- Born: 1975 (age 50–51) Deir Sunbul, Idlib, Syria
- Known for: Leader of the Syrian Martyrs' Brigade
- Allegiance: FSA (2011–2025) SDF(2025-present)
- Branch: Syria Revolutionaries Front (SRF) (December 2013–5 May 2015)
- Service years: 2011–2015
- Rank: Leader of Syrian Martyrs' Brigade; Military Chief of the Syria Revolutionaries Front;
- Conflicts: Syrian Civil War Siege of Wadi Deif; Al-Nusra Front–SRF/Hazzm Movement conflict; Opposition–Islamic State conflict during the Syrian civil war; ;

= Jamal Maarouf =

Syrian rebel leader

Jamal Maarouf (جمال معروف) is a Syrian revolutionary. He was one of the most powerful rebel leaders in northern Syria during the earlier stages of the Syrian Civil War. He was the military chief of the Syrian Revolutionaries Front and leader of the Syrian Martyrs' Brigade, both part of the Free Syrian Army.

==Biography==
Before the uprising against president Bashar al-Assad, Jamal Maarouf was a construction worker. He was one of the first to take up arms in the Idlib province against the Assad regime. Jamal Maarouf created the Syrian Martyrs' Brigade in December 2011 and later the Syria Revolutionaries Front, with funding by Saudi Arabia. The SRF was accused of corruption and of hoarding bread to raise prices in areas under its control, prompting the al-Nusra Front to attack it. Maarouf then fled to Turkey after his force
was defeated by the al-Nusra Front in late 2014.

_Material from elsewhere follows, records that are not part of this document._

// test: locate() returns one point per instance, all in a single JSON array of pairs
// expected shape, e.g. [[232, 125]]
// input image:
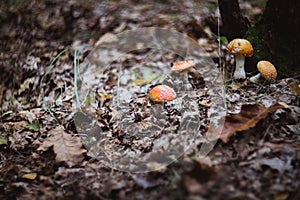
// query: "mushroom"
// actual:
[[241, 48], [267, 70], [162, 93], [182, 66]]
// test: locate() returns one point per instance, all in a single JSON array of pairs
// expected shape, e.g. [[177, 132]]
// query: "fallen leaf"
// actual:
[[276, 164], [3, 140], [30, 176], [248, 117], [295, 87], [66, 147], [33, 126], [25, 85]]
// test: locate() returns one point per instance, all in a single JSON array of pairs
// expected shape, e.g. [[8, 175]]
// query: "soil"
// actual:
[[47, 141]]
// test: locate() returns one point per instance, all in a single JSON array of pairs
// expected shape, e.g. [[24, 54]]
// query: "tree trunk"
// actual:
[[234, 24], [276, 38]]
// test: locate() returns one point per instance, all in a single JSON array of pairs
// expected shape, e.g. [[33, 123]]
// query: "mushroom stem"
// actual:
[[254, 79], [239, 72]]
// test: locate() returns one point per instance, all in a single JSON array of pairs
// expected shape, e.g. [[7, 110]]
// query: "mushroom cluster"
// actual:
[[242, 48]]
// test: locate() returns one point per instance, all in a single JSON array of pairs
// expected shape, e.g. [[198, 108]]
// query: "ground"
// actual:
[[41, 151]]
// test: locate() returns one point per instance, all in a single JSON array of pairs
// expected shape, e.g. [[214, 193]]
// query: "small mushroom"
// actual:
[[162, 93], [182, 66], [241, 48], [266, 70]]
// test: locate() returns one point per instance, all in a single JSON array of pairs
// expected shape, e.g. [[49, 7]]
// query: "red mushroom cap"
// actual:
[[162, 93], [182, 66], [240, 47]]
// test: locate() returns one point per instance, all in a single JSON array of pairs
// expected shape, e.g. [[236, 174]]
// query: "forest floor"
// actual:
[[44, 141]]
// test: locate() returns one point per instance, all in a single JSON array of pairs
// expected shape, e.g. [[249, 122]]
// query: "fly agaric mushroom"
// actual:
[[162, 93], [267, 70], [241, 48], [182, 66]]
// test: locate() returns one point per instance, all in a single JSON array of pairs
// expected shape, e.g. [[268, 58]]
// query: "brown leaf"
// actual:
[[247, 118], [66, 147], [295, 87]]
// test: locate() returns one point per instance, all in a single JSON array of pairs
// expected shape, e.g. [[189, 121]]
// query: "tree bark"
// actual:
[[233, 23], [276, 38]]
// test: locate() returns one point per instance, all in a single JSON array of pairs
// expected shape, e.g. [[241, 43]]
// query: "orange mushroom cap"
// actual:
[[182, 66], [162, 93], [267, 70], [240, 47]]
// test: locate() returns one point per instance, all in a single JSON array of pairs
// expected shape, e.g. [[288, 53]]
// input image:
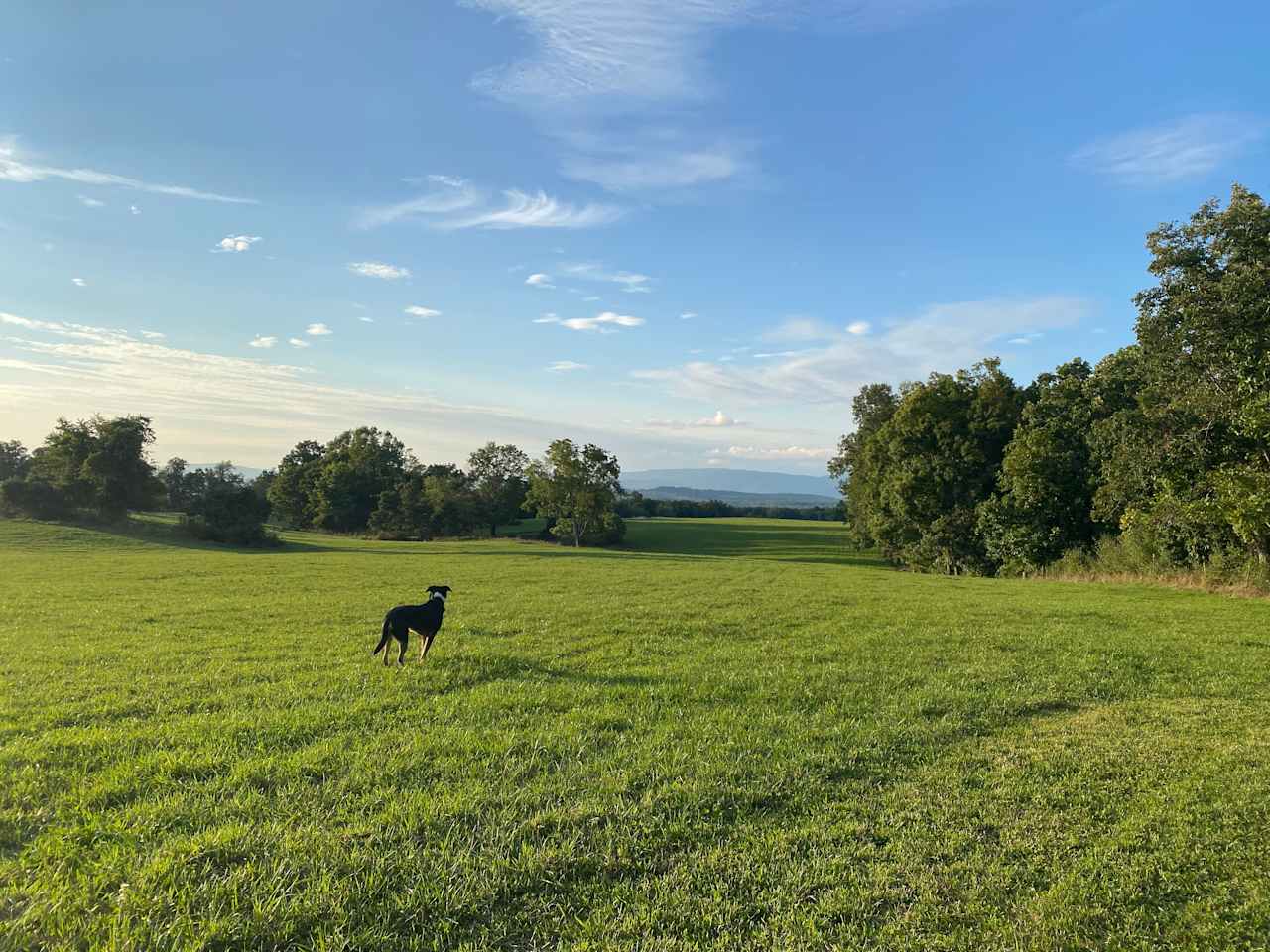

On 16 December 2016, Maarouf and other leaders of groups ousted by al-Nusra declared their willingness to return to Syria. Their statement was handwritten and signed by Maarouf, Abdullah Awda (Hazzm Movement), Mithqal al-Abdullah (Ansar Brigades) and Youssef al-Hassan (Haq al-Muqatila Front).

On 16 October 2020, Maarouf broke his long years of silence by putting a statement online, praising those who stand against Hayat Tahrir al-Sham. He also put forward an open initiative aimed at establishing a unified military council.